This case is just one example of the injustices that can occur when a defendant can be convicted on a murder charge without a unanimous jury.

Louisiana voters should change that. Constitutional Amendment 2 on the ballot Nov. 6 would require unanimous juries for serious felony offenses — those where the punishment is imprisonment at hard labor. State law already requires unanimous juries in capital cases and for six-member juries in lesser felonies. If the amendment passes, it would apply to cases on or after Jan. 1, 2019.

Our state is an outlier in allowing non-unanimous juries in most felonies. The federal court system and every state except Oregon require unanimous verdicts in felony cases.

There’s a reason they do: a commitment to justice.

The unanimous jury was a basic tenet from the beginning of our nation. The Public Affairs Research Council (PAR) report on the amendment quotes President John Adams: “It is the unanimity of the jury that preserves the rights of mankind.”

Louisiana’s Constitution initially included the requirement for unanimous juries. But that changed with the post-Reconstruction Constitution, written in 1898.
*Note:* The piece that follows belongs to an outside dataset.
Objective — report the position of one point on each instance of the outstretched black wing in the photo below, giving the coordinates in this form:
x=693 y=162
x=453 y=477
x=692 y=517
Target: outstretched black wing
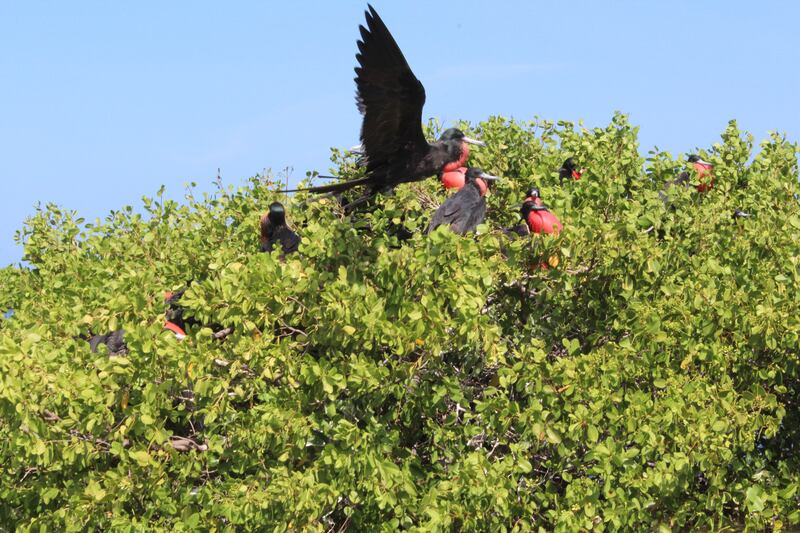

The shameful intent of that convention was to take rights away from black Louisiana residents. The members of the convention didn’t even try to hide it.
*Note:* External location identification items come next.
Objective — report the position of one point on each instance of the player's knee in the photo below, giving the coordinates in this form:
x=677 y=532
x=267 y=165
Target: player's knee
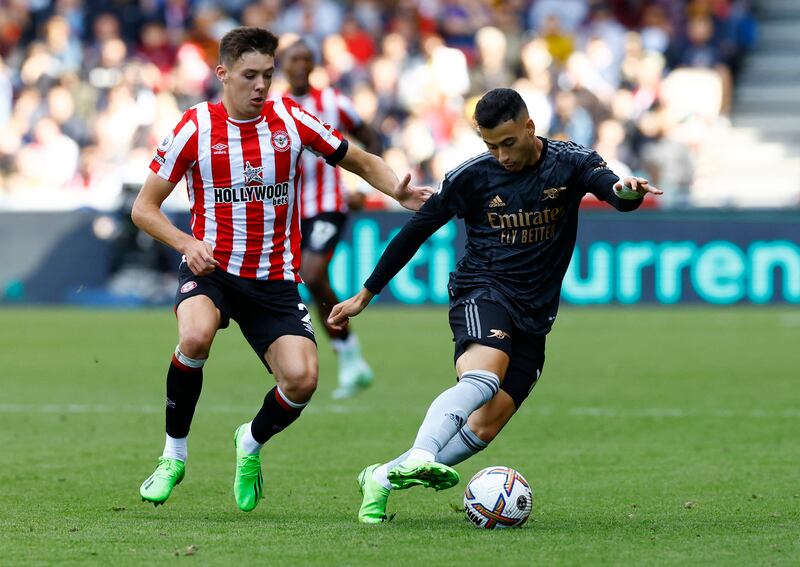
x=485 y=431
x=300 y=384
x=196 y=343
x=315 y=281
The PAR report quotes the Official Journal of the 1898 Constitutional Convention: “Our mission was, in the first place, to establish the supremacy of the white race in this State to the extent to which it could be legally and constitutionally done.”

The non-unanimous jury law helped the state shift emancipated black residents from slavery into forced labor in the state’s privatized convict-lease system. That is a shameful piece of Louisiana’s history.
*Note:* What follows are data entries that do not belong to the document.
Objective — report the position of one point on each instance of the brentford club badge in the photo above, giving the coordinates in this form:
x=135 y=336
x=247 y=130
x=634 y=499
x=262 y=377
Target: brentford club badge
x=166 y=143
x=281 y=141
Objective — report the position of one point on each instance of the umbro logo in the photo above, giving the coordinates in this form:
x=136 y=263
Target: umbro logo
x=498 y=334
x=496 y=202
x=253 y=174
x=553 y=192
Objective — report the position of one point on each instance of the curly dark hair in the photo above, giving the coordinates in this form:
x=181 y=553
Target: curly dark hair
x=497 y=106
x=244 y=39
New Orleans Sen. J.P. Morrell sponsored the legislation to switch to unanimous juries. “I cannot think of a bigger civil rights thing we’ve done in my lifetime,” he said in May after the bill passed the Legislature. This vote is about civil rights.

It also could help ensure that prosecutors don’t overreach.

PAR notes that allowing non-unanimous juries encourages prosecutors to “over-charge a defendant in order to qualify for a 12-person jury needing 10 votes, and thus perhaps an easier conviction, as opposed to a six-person jury in which unanimity is required. This distortion can make it easier to convict someone of a greater crime than a lesser one.”

The Council for a Better Louisiana, which supports the amendment, points out in its analysis that non-unanimous juries played a major role in Louisiana for years having the nation’s highest incarceration rate. Compared with Mississippi, Louisiana has nearly twice as many people per capita serving life terms in prison, the CABL report says. Even with our state’s high murder rate, that seems distorted.

There is no definite count of how many people have been imprisoned in Louisiana by non-unanimous verdicts because some prosecutors don’t keep a record of that. But an analysis by The New Orleans Advocate newspaper of felony trials found that 40 percent of 993 convictions over a six-year period came from a split jury.

It’s not possible to know what would have happened if those jurors had been required to all agree on conviction. But the Constitutional Accountability Center says, “Evidence has shown that when unanimity is required, jurors evaluate evidence more thoroughly, spend more time deliberating, and are more likely to consider all viewpoints.”

There is strong, bipartisan support for Amendment 2 — from the state Republican Party and Americans for Prosperity-Louisiana to the ACLU Louisiana.

CABL, which in non-partisan, argues it this way: “Clearly, in this case Louisiana is out of step with other states and the federal government. The racist origins of our current law hurt Louisiana’s image, even if those who support it don’t harbor any of that racial intent. It is time for Louisiana to step into the mainstream on this issue and send a message that we are leaving behind a tarnished legacy we no longer embrace.”

It is long past time for Louisiana to correct this unjust law. Vote “yes” for Amendment 2.